Example 1 0.6 g of boric acid is dissolved in 1 ml of distilled water with heating, and 0.02 g of sodium pyrosulfite and 2.26 g of crystalline alpha-methyl-DOPA (containing 1.5 mol of crystalline water) are added under constant stirring. Adjust the pH to 7.4 ± 0.2 with 5% sodium hydroxide solution while measuring the pH with an electric pH meter. The solution is then made up to 100 ml with distilled water, the pH is checked again, adjusted if necessary, passed through a microporous filter, filled into 10 ml ampoules, sealed and sterilized at 100 ° C for 30 minutes. In this way, a solution containing 2% of the active ingredient is injected intravenously.

Example 2

The procedure described in Example 1 was followed except that 1.14 g of boric acid and 4.28 g of crystalline alpha-methyl-DOPA were used. An intravenous injection solution containing 3.8% of the active compound is obtained.
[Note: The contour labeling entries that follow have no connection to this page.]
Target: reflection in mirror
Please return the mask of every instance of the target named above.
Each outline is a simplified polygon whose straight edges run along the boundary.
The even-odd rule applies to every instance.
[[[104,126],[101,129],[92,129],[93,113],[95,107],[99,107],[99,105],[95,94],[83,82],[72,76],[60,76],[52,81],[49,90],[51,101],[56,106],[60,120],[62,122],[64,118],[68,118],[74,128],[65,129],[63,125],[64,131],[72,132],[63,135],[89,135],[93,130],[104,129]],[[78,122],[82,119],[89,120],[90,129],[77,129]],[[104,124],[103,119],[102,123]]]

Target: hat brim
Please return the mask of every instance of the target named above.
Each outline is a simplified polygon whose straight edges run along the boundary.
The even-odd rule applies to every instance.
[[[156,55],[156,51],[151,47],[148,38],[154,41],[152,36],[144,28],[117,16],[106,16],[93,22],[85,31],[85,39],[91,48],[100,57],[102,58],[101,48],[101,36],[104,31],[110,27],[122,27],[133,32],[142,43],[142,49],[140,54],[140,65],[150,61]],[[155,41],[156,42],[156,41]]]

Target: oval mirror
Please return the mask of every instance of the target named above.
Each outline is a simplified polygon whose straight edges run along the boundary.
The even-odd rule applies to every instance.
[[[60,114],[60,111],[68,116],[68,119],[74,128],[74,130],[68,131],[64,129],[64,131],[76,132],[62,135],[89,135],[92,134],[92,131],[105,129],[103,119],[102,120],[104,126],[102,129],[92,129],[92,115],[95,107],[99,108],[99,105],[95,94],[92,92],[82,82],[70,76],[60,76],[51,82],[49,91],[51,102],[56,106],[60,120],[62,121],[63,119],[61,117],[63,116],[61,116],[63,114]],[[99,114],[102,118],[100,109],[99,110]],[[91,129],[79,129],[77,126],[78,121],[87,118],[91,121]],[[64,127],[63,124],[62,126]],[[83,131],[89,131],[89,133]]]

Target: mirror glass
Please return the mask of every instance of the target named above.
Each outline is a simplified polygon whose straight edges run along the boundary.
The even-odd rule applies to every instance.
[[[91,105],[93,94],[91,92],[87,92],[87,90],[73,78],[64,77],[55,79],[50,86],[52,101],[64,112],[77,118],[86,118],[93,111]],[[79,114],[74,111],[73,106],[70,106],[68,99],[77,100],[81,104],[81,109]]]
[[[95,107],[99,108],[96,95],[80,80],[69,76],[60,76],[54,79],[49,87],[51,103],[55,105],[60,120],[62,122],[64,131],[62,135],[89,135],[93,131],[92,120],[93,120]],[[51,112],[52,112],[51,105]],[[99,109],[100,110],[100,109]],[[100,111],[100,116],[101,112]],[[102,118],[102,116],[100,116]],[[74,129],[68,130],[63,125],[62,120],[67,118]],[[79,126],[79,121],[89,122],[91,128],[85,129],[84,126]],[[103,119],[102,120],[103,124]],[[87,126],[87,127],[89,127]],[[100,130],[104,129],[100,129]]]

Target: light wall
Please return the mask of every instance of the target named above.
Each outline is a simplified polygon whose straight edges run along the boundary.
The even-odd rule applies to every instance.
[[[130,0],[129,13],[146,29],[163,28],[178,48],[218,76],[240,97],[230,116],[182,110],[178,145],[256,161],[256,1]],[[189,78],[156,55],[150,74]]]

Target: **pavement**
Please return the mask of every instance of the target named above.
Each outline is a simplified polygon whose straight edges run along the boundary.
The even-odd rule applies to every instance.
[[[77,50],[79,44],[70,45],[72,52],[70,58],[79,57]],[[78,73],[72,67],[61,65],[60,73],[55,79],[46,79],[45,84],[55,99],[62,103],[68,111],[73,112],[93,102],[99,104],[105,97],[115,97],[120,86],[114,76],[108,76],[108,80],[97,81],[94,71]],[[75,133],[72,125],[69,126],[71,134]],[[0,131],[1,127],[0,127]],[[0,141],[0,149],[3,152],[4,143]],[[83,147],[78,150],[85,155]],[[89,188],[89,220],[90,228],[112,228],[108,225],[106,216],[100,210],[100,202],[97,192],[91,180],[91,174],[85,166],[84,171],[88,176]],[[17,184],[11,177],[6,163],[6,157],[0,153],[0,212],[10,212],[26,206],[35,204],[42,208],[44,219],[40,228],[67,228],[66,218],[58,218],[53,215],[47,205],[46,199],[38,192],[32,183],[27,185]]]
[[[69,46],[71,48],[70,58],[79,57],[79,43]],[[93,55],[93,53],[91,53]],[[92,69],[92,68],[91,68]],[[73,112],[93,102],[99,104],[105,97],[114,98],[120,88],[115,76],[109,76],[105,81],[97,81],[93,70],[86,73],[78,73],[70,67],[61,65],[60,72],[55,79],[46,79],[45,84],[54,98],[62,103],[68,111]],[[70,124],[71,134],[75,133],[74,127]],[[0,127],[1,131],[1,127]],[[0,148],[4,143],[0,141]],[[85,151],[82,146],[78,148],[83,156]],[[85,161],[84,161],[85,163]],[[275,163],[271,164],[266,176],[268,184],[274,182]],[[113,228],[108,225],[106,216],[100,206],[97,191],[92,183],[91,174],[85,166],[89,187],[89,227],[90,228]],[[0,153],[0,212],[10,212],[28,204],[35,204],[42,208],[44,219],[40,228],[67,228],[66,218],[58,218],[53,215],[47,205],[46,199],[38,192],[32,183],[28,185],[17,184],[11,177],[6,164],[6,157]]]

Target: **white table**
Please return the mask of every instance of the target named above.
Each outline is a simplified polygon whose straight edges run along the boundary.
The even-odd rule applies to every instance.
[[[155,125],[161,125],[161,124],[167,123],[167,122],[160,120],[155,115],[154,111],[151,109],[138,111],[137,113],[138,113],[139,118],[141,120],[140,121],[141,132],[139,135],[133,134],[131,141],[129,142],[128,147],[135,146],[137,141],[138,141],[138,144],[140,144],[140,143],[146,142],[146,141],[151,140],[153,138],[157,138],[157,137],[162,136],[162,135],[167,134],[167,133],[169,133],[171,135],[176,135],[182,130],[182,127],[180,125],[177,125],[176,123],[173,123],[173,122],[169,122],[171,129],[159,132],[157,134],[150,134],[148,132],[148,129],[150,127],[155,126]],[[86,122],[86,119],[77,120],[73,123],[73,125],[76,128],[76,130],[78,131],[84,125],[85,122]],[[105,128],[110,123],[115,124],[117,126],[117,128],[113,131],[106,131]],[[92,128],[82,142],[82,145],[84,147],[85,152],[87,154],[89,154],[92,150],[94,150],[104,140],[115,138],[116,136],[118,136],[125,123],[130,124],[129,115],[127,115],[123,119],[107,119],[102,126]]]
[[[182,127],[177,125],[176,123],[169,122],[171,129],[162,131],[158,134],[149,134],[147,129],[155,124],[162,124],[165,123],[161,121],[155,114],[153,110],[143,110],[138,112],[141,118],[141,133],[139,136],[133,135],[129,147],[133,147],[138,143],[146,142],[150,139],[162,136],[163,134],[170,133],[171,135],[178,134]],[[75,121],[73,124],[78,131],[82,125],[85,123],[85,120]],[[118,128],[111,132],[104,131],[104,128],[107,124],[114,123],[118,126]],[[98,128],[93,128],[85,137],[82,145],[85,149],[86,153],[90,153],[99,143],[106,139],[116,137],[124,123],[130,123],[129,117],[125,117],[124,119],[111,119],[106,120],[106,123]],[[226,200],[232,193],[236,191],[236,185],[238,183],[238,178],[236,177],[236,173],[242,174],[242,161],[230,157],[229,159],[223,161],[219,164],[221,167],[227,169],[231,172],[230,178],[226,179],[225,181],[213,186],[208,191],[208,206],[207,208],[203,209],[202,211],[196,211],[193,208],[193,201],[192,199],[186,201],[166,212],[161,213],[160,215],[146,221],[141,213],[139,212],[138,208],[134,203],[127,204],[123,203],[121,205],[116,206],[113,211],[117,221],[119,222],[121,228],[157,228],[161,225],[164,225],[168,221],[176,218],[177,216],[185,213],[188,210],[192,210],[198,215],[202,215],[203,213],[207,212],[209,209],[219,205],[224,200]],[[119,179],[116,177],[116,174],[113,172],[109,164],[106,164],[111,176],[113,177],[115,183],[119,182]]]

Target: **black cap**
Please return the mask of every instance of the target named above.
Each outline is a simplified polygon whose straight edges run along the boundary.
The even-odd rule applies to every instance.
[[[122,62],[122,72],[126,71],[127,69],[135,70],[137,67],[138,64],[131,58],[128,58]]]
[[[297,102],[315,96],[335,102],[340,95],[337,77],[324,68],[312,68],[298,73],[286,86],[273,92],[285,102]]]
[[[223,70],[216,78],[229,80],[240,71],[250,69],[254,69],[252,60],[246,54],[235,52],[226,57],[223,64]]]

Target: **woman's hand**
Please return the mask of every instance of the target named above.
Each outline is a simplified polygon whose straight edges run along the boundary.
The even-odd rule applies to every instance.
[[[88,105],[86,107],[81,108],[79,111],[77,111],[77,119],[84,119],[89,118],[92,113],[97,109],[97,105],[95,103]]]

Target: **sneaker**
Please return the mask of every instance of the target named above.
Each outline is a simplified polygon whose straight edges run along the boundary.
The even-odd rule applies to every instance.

Example 3 2.7 g of boric acid are dissolved in 1 ml of distilled water and 0.2 g of sodium pyrosulphite and 16.95 g of crystalline alpha-methyl-DOPA (containing 1.5 mol of crystalline water) are added to the solution with stirring. . The pH is adjusted to 8 + 0.5 by the addition of 10 7 N sodium hydroxide solution and the solution is made up to 100 ml with distilled water. This gives a solution containing 15% of the active ingredient which can be administered orally. The solution is kept in a stoppered glass vial or plastic bottle until use.

Example 4

The procedure described in Example 3 was followed by the addition of 50% aqueous ethanol to 100 ml. An oral solution is obtained.

Claims (4)

CLAIMS 1. A process for the preparation of a pharmaceutical solution containing L-3,4-dihydroxyphenyl-alpha-methylalanine, preferably for intravenous injection, infusion or oral administration, characterized in that 0.2 to 3.0% by weight of the pharmaceutical solution. 1% to 15% L-3,4-Dihydroxyphenyl-alpha-methylalanine and 0.1% to 2% of an aqueous solution of% boric acid in the amounts indicated refer to the final solution of the pharmaceutical solution, base by adding pH 7 to 8.5, adding water and / or physiological saline and / or water-miscible pharmaceutically acceptable organic solvent, if desired, to the final solution, and The solution 40 is subjected to filtration, preferably ultrafiltration. 2. A process according to claim 1 wherein the base is an inorganic base. 3. A process according to claim 2 wherein the inorganic base is sodium hydroxide, preferably in aqueous solution. The method of claim 1 for preparing a solution for intravenous injection or infusion, wherein the pH is adjusted to 7.27.6 by addition of a base.